Date Published: February 6, 2008
Publisher: Public Library of Science
Author(s): Zablon Kithinji Njiru, Andrew Stanislaw John Mikosza, Tanya Armstrong, John Charles Enyaru, Joseph Mathu Ndung’u, Andrew Richard Christopher Thompson, Serap Aksoy
Abstract: Loop-mediated isothermal amplification (LAMP) of DNA is a novel technique that rapidly amplifies target DNA under isothermal conditions. In the present study, a LAMP test was designed from the serum resistance-associated (SRA) gene of Trypanosoma brucei rhodesiense, the cause of the acute form of African sleeping sickness, and used to detect parasite DNA from processed and heat-treated infected blood samples. The SRA gene is specific to T. b. rhodesiense and has been shown to confer resistance to lysis by normal human serum. The assay was performed at 62°C for 1 h, using six primers that recognised eight targets. The template was varying concentrations of trypanosome DNA and supernatant from heat-treated infected blood samples. The resulting amplicons were detected using SYTO-9 fluorescence dye in a real-time thermocycler, visual observation after the addition of SYBR Green I, and gel electrophoresis. DNA amplification was detected within 35 min. The SRA LAMP test had an unequivocal detection limit of one pg of purified DNA (equivalent to 10 trypanosomes/ml) and 0.1 pg (1 trypanosome/ml) using heat-treated buffy coat, while the detection limit for conventional SRA PCR was ∼1,000 trypanosomes/ml. The expected LAMP amplicon was confirmed through restriction enzyme RsaI digestion, identical melt curves, and sequence analysis. The reproducibility of the SRA LAMP assay using water bath and heat-processed template, and the ease in results readout show great potential for the diagnosis of T. b. rhodesiense in endemic regions.

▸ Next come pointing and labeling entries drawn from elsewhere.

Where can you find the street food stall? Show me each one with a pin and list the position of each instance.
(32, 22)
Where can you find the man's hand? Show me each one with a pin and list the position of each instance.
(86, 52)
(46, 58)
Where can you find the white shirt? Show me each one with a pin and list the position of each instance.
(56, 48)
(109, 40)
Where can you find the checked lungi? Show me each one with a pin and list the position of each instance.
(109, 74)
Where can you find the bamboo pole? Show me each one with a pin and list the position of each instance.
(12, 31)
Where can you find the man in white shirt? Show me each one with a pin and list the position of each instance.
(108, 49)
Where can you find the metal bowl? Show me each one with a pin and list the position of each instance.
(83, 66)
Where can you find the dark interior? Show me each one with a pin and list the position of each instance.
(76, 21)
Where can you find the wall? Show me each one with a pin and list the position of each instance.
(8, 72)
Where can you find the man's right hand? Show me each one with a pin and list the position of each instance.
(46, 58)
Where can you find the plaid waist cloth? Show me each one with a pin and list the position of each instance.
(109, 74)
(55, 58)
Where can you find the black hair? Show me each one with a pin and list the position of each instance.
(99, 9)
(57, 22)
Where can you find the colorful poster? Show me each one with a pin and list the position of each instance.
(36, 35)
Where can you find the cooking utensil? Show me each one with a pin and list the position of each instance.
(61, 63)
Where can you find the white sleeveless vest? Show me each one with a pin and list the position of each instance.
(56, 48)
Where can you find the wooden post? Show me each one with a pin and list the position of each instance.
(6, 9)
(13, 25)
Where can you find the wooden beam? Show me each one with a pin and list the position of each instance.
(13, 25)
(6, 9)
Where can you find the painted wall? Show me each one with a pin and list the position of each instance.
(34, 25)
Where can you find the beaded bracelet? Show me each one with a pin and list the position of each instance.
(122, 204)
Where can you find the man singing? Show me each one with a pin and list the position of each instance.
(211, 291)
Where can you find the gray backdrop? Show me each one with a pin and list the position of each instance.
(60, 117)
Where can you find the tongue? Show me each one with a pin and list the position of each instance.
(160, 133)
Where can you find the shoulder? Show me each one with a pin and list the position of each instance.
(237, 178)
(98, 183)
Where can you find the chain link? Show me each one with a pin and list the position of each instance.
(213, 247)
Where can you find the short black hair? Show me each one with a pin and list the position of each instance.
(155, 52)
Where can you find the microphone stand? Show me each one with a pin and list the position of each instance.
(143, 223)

Partial Text: Human African trypanosomiasis is endemic in tropical Africa. In eastern and southern Africa the disease is caused by Trypanosoma brucei rhodesiense, while T. b. gambiense infections are common in central and West Africa. T. b. rhodesiense causes an acute form of disease, whereas T. b. gambiense causes a more chronic form. Moreover, the treatment regimen for the two infections is different, expressing the need for a specific diagnostic test for each trypanosome. The geographical demarcation of T. b. rhodesiense and T. b. gambiense to a large extent forms the basis of trypanosome identification and treatment. In East Africa the introduction of T. b. rhodesiense into the T. b. gambiense region is certain to occur due to the closeness of the two disease foci and continuous movement of the livestock-reservoir host for T. b. rhodesiense. This prospect further obligates the development of test kits that can differentiate the two parasites. The serum resistance-associated (SRA) gene , is conserved and specific to T. b. rhodesiense– and therefore provides unequivocal identification of this parasite. It is a low-copy gene, therefore the polymerase chain reaction (PCR) test is inadequate to amplify this target reliably in clinical samples without recourse to parasite multiplication in mice. Besides, available molecular methods of parasite detection require elaborate precision instruments –, which make their use under field conditions unfeasible. There is therefore a need for a simplified method of amplification and product detection that would compliment the available tests and make feasible molecular diagnosis for case detection and confirmation of cure in the regions that are endemic for sleeping sickness.
In the present study we were able to demonstrate the successful amplification of T. b. rhodesiense DNA within 20–25 min at 62°C using the SRA LAMP assay. However, we set the optimal time at 35 min to amplify DNA at low concentrations. The results of the SRA LAMP assay were identical when either a water bath or a thermocycler was used to maintain the temperature at 62°C, demonstrating its robustness. Preheating of the template increased the efficiency of the assay by shortening the duration (Figure 2) and increasing sensitivity of the test. DNA amplification is preceded by strand separation under isothermal conditions using betaine, which destabilises the DNA helix . It would appear that preheating of the sample produced a faster and/or a greater amount of strand separation, which translated into a far more rapid assay. All positive samples detected by gel electrophoresis or in real-time using SYTO-9 fluorescence dye could also be detected visually by addition of SYBR Green I to the product. This ability highlights another advantage of LAMP technique: the results of amplification can visually be observed through addition of a DNA intercalating dye (Figure 3), eliminating the need for gel electrophoresis and greatly reducing the time taken for result analysis.